Fazua übernommen

Porsche baut eBike-Kompetenz aus

17. Juni 2022, 9:00 Uhr | Heinz Arnold
Ein Taycan Turbo S Cross Turismo mite eBikes von Porsche.
Ein Taycan Turbo S Cross Turismo mite eBikes von Porsche.
© Porsche

Prosche übernimmt Fazua, einen Hersteller besonders leichter und kompakter Antriebssysteme für eBikes.

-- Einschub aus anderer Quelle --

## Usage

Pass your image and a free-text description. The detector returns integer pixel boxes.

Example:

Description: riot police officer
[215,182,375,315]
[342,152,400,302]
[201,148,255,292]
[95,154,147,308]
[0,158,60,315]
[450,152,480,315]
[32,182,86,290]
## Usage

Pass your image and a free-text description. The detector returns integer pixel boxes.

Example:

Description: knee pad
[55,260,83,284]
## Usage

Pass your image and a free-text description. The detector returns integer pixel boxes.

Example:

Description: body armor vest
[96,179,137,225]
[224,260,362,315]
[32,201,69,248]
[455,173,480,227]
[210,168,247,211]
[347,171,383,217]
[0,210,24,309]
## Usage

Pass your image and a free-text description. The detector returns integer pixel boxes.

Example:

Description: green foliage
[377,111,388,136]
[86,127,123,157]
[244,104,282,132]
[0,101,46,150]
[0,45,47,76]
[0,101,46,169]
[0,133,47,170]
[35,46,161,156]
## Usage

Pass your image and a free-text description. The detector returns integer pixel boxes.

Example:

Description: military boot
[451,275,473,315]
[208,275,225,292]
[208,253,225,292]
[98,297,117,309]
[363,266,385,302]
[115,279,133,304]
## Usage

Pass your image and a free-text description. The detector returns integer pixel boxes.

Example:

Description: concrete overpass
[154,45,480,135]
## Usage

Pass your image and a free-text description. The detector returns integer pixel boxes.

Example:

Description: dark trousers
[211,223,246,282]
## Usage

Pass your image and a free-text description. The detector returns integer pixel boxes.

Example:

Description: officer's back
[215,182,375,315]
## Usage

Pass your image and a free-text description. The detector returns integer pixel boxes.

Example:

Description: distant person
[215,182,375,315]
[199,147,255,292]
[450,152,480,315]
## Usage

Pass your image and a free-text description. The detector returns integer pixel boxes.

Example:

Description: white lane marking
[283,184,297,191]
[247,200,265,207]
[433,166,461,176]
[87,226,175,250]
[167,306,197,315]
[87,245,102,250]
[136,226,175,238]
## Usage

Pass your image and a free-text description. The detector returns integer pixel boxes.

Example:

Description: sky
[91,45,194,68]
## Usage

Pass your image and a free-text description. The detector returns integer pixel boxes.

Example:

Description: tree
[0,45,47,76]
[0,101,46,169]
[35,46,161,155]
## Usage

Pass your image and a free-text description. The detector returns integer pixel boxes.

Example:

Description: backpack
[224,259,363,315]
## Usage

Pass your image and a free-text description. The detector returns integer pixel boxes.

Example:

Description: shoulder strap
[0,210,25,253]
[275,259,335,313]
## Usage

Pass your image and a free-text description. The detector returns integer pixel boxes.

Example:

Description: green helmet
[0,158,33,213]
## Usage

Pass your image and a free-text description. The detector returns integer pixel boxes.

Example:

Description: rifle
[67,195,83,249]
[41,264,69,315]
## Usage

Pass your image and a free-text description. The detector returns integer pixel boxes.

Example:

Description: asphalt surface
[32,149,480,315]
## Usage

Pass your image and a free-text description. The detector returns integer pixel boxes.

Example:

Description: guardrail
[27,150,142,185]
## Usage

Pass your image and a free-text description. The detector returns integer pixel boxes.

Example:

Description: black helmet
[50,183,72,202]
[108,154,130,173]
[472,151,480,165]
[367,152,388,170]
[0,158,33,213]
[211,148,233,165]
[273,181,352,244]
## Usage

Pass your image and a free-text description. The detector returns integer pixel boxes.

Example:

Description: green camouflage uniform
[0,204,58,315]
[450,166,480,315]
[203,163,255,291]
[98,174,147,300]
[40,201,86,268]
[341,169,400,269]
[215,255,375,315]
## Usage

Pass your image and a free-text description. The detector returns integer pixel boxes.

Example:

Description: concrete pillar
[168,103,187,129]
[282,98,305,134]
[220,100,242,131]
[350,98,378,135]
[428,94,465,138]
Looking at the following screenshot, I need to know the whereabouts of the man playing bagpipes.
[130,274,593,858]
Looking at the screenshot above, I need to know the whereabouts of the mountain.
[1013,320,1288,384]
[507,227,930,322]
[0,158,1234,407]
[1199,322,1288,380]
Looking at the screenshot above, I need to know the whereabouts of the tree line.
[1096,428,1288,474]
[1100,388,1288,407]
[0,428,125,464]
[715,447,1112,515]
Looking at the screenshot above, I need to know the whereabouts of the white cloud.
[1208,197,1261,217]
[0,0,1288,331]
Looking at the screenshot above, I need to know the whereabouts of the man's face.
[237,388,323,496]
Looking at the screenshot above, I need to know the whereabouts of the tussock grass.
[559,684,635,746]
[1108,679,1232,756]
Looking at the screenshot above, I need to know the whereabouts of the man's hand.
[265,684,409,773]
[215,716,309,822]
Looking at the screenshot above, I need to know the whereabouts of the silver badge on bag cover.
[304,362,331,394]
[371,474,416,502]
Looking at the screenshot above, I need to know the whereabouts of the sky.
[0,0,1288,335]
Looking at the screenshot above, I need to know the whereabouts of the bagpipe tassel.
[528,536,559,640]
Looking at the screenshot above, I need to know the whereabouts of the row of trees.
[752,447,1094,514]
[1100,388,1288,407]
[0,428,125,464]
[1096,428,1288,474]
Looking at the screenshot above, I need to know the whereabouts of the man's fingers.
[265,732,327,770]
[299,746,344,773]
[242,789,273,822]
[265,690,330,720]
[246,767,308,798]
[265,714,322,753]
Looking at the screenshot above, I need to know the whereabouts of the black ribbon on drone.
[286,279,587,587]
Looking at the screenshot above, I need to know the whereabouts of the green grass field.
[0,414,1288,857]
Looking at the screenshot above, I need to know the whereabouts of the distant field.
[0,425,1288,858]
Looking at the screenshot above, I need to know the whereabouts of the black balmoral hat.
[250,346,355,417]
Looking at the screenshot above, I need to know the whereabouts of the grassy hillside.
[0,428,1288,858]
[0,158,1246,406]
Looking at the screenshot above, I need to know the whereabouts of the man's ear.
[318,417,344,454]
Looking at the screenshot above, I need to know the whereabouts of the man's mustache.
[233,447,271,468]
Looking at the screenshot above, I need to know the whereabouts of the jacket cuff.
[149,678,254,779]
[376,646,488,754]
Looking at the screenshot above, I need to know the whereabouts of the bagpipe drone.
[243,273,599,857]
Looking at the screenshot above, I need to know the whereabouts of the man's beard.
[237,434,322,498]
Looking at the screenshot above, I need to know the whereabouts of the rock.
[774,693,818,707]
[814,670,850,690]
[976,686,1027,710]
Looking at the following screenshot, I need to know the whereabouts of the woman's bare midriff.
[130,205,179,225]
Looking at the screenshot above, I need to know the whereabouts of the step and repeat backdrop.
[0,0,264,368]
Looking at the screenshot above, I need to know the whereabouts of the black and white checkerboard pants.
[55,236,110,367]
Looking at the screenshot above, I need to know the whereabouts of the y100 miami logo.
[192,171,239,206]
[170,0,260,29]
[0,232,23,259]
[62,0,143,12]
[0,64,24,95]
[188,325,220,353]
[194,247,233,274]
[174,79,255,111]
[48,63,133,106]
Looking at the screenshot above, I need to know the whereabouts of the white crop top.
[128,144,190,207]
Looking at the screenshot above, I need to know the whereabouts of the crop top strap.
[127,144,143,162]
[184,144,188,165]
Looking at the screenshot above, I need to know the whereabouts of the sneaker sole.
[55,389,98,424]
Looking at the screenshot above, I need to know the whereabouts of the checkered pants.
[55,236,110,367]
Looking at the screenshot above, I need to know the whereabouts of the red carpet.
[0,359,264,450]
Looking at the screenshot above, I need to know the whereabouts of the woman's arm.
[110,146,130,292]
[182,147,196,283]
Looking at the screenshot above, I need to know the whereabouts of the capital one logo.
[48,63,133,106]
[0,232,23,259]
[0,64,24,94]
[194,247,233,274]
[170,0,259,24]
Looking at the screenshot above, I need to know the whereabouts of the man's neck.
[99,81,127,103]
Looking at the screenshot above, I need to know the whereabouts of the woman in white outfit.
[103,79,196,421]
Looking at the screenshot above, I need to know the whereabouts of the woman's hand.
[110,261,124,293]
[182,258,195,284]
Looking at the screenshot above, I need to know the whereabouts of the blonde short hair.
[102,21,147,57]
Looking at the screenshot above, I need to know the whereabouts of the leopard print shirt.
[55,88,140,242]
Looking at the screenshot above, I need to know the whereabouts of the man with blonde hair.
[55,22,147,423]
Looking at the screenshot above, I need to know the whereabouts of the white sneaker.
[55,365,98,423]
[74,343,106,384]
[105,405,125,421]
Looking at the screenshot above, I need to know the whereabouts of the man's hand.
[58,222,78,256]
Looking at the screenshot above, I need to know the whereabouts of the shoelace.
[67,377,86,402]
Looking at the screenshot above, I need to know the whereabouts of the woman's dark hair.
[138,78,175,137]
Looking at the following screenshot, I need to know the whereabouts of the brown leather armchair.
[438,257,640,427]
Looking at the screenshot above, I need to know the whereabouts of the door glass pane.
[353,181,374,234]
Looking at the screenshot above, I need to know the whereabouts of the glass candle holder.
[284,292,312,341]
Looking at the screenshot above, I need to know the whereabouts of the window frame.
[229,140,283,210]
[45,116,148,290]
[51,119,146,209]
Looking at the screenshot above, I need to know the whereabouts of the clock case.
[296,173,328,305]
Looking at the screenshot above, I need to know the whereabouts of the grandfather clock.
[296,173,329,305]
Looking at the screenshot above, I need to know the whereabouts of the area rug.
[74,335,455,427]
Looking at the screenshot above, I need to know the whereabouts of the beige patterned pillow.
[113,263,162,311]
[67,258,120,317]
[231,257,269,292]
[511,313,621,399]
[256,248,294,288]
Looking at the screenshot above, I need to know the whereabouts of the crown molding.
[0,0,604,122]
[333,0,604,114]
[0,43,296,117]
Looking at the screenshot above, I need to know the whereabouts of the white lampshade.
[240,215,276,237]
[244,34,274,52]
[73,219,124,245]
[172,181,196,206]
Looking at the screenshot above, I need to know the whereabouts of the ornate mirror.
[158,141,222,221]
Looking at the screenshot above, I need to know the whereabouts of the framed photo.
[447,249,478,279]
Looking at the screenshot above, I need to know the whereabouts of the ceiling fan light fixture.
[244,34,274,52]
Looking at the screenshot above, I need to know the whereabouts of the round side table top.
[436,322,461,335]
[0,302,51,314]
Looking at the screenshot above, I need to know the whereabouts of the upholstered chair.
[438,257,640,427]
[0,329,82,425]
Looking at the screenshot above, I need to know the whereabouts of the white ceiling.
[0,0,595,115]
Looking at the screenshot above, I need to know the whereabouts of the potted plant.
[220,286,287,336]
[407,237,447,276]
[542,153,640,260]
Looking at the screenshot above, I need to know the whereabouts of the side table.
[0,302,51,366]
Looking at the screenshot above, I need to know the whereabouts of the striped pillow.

Damit will Porsche seine eBike-Kompetenz weiter ausbauen. »Mit Fazua haben wir einen starken Partner mit viel Erfahrung in der Fahrradindustrie gefunden«, sagt Lutz Meschke, stellvertretender Vorstandsvorsitzender von Porsche und Vorstand Finanzen und IT. »Bei Fachleuten ist Fazua als Begründer der Kategorie der ‚light eBikes‘ bekannt – ein Unternehmen mit hoher Innovationskraft, das perfekt zum Pioniergeist der Marke Porsche passt.«

Nach dem Einstieg mit einer 20-prozentigen Beteiligung im Januar dieses Jahres übernimmt Porsche nun alle Anteile an Fazua. Das Unternehmen ist in Ottobrunn bei München ansässig und gilt als ein Pionier in der Entwicklung von leichten und kompakten Antriebssystemen. Erst vor kurzem hat es seinen innovativen Antrieb Ride 60 vorgestellt. Der Sportwagenhersteller besitzt bereits die Mehrheit an der kroatischen eBike-Marke Greyp.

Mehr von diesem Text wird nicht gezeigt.